Also,  shout out to whoever left the Amazon review for Where We Land that pointed out the book is nothing like Poldark. I’ve had so many people mention that to me over the weekend.

Okay, now, let’s get into this book. The one you came here for. The one you don’t want to keep reading but find yourself inexplicably drawn back to.

Let’s get into.

The Mister.

Which, by the by, was a “deal of the day” on several book blogs last week when it was offered as a $2.99 sale ebook on Amazon. Like Fifty Shades of Grey and its sequels, The Mister has also been moved into categories it does not belong in to retain the illusion of super high sales numbers. Right now, it’s the #2 bestseller in “Mothers and Children Fiction” and #4 in “Mystery, Thriller, and Suspense Literary Fiction.”
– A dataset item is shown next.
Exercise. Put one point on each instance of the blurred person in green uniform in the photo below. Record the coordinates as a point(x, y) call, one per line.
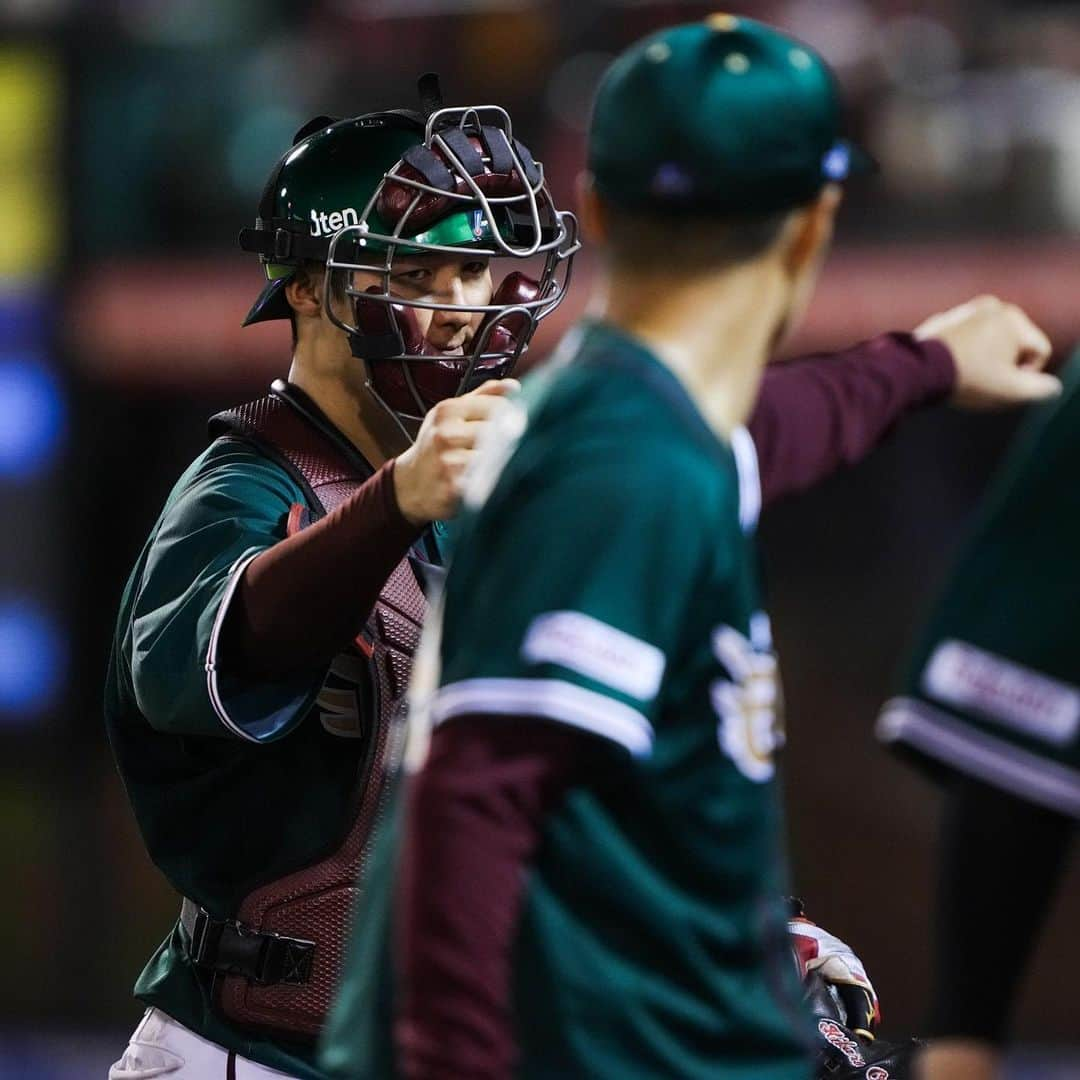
point(991, 707)
point(584, 876)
Again, let me be clear: The Mister would be a dream success for any author who previously hadn’t written the bestselling book of all time or whatever. But if you are that author, and your publishing house has thrown gobs of money behind your book launch? And you’ve been on television all over the world to promote it? And done numerous print interviews?

You shouldn’t be getting your ass handed to you in your own category by Kindle Unlimited banging-my-billionaire-stepbrother books.

Ed Sheeran and Justin Bieber made a video from which you will never recover.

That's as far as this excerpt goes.